だが、そんなクライマックスシーンにも関わらず、視聴者からは舞の初フライトに感動したという声がさほどあがっていないという。それは一体どうしたことなのか。
「主な理由は二つあります。一つは前週からの航空学校編が視聴者に不評なこと。思慮深くて賢い学生だった舞が、航空学校に入学した途端におっちょこちょいでできない子にキャラ変してしまい、物語のテイストもドタバタ活劇風に変わってしまったことで、観る側の気持ちがすっかり白けてしまいました。今週に入ってからはテロップや画面分割といった過剰な演出こそ影を潜めたものの、かつての五島編や人力飛行機編のような細やかな演出からは未だ程遠く、離れてしまった視聴者の思い入れを取り戻すには至っていないのです」(テレビ誌ライター)

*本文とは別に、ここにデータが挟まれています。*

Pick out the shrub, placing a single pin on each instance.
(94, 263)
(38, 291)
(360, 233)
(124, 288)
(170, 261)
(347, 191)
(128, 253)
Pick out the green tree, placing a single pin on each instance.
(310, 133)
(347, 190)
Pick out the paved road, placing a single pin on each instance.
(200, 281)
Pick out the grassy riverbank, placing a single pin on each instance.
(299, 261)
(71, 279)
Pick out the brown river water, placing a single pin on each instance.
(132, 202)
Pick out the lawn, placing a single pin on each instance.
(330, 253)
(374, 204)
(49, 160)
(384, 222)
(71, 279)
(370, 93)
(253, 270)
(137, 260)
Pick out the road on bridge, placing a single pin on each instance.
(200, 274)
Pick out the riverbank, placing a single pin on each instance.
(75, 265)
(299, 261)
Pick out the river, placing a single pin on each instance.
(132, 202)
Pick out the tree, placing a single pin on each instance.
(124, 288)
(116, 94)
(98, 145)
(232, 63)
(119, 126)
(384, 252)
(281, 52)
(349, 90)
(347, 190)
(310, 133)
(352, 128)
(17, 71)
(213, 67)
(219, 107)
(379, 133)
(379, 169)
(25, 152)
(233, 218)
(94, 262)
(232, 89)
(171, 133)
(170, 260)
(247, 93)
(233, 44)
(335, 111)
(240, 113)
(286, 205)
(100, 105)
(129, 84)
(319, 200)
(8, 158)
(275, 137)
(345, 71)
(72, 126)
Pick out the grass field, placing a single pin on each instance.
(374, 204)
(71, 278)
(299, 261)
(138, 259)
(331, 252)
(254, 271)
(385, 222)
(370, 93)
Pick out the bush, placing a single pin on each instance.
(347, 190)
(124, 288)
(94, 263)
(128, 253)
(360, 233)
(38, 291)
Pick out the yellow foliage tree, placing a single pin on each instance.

そしてもう一つの理由は、フライト課程の描き方が不十分なことだ。今回の初フライトに際しては視聴者から<いきなり自分で操縦するの?>との疑問が続出。自動車免許なら最初は指導員の横で運転を見学し、次いで仮免を取得して教習場内を運転するもの。それが本作ではいきなり実機を操縦しているのだから、視聴者が驚くのも当然だろう。
結論から言うと作中の描写は決して間違っていない。初フライトでは学生が左側の機長席に座って、交代しながら離陸から着陸までの全行程を担当していく。しかし今回は、初フライトに至るまでの過程がかなり端折られていたことから、唐突感が否めなかったのも無理はないというのだ。
「作中では学生が、飛行前のプロシージャーだけを学んでいたように見えました。しかし実際には『イメージフライト』といって、操縦の手順すべてを事前に確認する作業が大切なのです。どのように離陸するか、上空でどういう操作を行うか、そしてどう着陸するかを事前にすべてイメージフライトで確認しておくもの。そこをきっちり描いておけば、視聴者としても初フライトに向けての緊張を高められたはずだと思うと、残念でなりません。それは脚本の力不足なのか、それとも演出の問題なのか。ともあれ今回の初フライトに唐突感があったことは否めませんね」(飛行機に詳しいトラベルライター)
イメージフライトは初フライトに限らず、フライト実習のたびに行われるもの。フライト後にはイメージフライトと実際のフライトがどう違っていたのかを確認する作業も重要だ。ところが今回は、フライト後の確認作業も省略されており、どうにもフライト実習が雑に描かれていたとの印象がぬぐえないのである。
人力飛行機サークル編の時には、記録飛行に向けてパイロットの舞が訓練を重ねていく様子を丹念に描き、それが初フライトを感動的なものにしていた。そういった実績がありながら、航空学校編では舞の本分である訓練がさほど細かく描写されていないのは、なんとも謎だ。これも脚本家が交代したことによる弊害の表れなのだろうか。
本作では、モデルとなった航空大学校で入念な取材を行ってきたとアピール。同校の帯広キャンパスで現地ロケを行っており、舞がプリフライトチェックを行っていた機材も航空大学校が所有する訓練機だった。しかしその取材が、訓練課程の描写にはさほど活かされていないのではないか。プロシージャーを読み上げる場面だけでは、視聴者としても「フライトに向けての訓練」という実感を抱きづらいもの。ここはぜひ、今後のフライト実習がより精緻に描かれることに期待したいところだろう。